Ainsi, les dispositions limitant les dépenses électorales ont été considérablement renforcées, des sanctions sévères et est réellement applicables, notamment l'inéligibilité des contrevenants, ont été prévues à la place du dispositif simplement dissuasif de 1988 et, surtout, le financement privé des activités politiques a été enfin reconnu et organisé.

Mais, jusqu'en 1990, c'est en dehors d'un cadre juridique que tous les partis exerçaient leurs activités. Cette situation s'est imposée aux socialistes comme à toutes les autres formations politiques. Faute de législation adaptée, la création de sociétés d'études répondait au souci de mettre en place une structure centralisée de contrôle des fonds collectés afin d'éviter toute tentation d'enrichissement personnel.

C 'c dispositif, créé il y a vingt ans, était parfaitement connu, C'est ce mode de fonctionnement notoire qui favorise aujourd'hui une débauche d'attaques politiciennes dont l'objet est de salir un parti politique qui, lui, n'a jamais cherché à cacher ses méthodes de fonctionnement,

Loin de craindre la vérité, les parlementaires socialistes souhaitent que la lumière soit faite. La question du financement des partis politiques et des campagnes électorales avant les lois de 1990 doit être posée devant l'opinion dans des conditions de clarté permettant un débat public objectif. Le parti socialiste a été le premier à rendre son budget public en 1991. Il est le seul qui ait, à la suite des nouvelles, règles législatives, dissous ses bureaux d'études.

C'est pourquoi les socialistes n'ont de leçon à recevoir d'aucun autre parti politique et proposent de donner au débat un cadre démocratique et pluraliste, au sein du Parlement, par la création d'une commission d'enquête sur les mécanismes de financement des campagnes électorales et de l'ensemble des partis politiques représentés au Parlement depuis les débuts de la Ve République.

Pourra ainsi s'engager sur cette question, qui est au coeur de notre fonctionnement démocratique, la clarification des agissements passés de tous afin de permettre à l'opinion de juger sur des données globales et non sur un débat tronqué et biaisé.

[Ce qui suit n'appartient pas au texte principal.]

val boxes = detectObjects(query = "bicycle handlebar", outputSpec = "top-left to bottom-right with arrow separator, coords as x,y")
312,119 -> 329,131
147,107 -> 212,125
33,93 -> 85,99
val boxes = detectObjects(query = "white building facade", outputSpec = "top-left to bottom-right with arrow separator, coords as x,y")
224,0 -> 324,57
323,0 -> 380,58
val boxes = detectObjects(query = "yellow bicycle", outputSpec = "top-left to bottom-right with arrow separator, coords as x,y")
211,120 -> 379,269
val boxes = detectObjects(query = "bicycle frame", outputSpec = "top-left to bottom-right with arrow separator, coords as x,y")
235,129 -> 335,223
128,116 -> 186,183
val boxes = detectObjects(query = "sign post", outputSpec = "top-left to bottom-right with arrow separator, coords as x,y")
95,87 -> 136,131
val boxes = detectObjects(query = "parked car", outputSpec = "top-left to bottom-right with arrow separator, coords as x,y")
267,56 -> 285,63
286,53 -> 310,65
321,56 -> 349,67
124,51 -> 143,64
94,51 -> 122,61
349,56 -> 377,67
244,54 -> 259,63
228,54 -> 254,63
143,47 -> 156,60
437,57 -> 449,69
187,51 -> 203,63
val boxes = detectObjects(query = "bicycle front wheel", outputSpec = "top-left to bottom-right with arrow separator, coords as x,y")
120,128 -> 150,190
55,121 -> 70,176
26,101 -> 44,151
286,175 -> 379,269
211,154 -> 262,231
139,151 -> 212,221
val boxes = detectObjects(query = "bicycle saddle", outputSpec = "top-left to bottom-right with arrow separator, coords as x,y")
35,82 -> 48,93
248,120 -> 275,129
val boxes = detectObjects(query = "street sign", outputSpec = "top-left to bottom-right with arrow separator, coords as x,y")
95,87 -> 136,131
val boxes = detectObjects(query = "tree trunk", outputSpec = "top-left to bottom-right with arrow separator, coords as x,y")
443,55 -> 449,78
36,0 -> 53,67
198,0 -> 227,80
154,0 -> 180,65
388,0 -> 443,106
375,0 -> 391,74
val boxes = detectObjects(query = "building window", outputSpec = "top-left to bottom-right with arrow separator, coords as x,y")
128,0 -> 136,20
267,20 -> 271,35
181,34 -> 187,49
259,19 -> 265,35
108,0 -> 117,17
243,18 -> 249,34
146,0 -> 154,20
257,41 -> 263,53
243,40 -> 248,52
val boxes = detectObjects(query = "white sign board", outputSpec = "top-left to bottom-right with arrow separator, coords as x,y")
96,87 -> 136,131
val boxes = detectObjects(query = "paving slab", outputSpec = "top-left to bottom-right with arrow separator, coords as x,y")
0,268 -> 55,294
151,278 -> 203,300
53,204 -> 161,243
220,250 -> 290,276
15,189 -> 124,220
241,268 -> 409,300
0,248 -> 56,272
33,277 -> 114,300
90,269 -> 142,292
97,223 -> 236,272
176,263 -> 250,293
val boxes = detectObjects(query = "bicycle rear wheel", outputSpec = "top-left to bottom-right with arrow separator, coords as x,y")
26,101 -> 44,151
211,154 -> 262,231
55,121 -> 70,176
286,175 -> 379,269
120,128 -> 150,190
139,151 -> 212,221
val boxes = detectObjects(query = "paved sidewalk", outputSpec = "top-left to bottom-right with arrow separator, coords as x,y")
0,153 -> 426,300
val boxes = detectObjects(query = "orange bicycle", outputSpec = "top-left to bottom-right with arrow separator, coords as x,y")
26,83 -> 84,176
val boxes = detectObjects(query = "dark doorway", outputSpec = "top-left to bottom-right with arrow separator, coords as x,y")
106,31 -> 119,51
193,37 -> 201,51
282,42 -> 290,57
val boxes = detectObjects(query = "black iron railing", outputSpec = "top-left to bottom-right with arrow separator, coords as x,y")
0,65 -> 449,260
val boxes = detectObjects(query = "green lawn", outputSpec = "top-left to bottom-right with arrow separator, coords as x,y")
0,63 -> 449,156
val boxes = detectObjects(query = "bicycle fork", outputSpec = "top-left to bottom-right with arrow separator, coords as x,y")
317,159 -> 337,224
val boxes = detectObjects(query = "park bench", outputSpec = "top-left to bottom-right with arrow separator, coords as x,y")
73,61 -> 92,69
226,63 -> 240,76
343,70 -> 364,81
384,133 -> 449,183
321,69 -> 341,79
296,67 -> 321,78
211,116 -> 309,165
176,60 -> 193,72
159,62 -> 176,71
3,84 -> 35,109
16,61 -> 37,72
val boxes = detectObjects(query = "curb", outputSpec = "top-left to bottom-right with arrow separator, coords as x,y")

Le groupe socialiste souhaite qu'à cette occasion le Sénat puisse, pour la première fois dans notre pays, réunir une commission d'enquête dont les débats soient publics ainsi que les présidents des groupes R.P.R., U.D.F., U.D.C. et socialiste de l'Assemblée nationale l'ont souhaité en cosignant une proposition de loi tendant à lever le secret qui entoure aujourd'hui les travaux des commissions d'enquête et de contrôle.

Cette commission d'enquête ne pourra examiner, en vertu de l'ordonnance n° 58-1100 relative au fonctionnement des assemblées parlementaires, des faits que la justice est en train d'étudier. Les procédures judiciaires en cours se poursuivront normalement, sans interruption ni retard ou interférence avec la commission d'enquête qui vous est proposée de créer.

Le groupe socialiste espère que l'ensemble des autres groupes politiques qui composent le Sénat auront à coeur de s'associer à cette démarche.

PROPOSITION DE RÉSOLUTION

Article unique.

Conformément à l'article 11 du Règlement du Sénat, il est crée une commission d'enquête de vingt et un membres chargée d'étudier les modalités de financement des campagnes électorales et des partis politiques représentés au Parlement antérieurement à la loi du 15 janvier 1990, à l'exclusion des faits ayant donné ou donnant lieu à des poursuites judiciaires.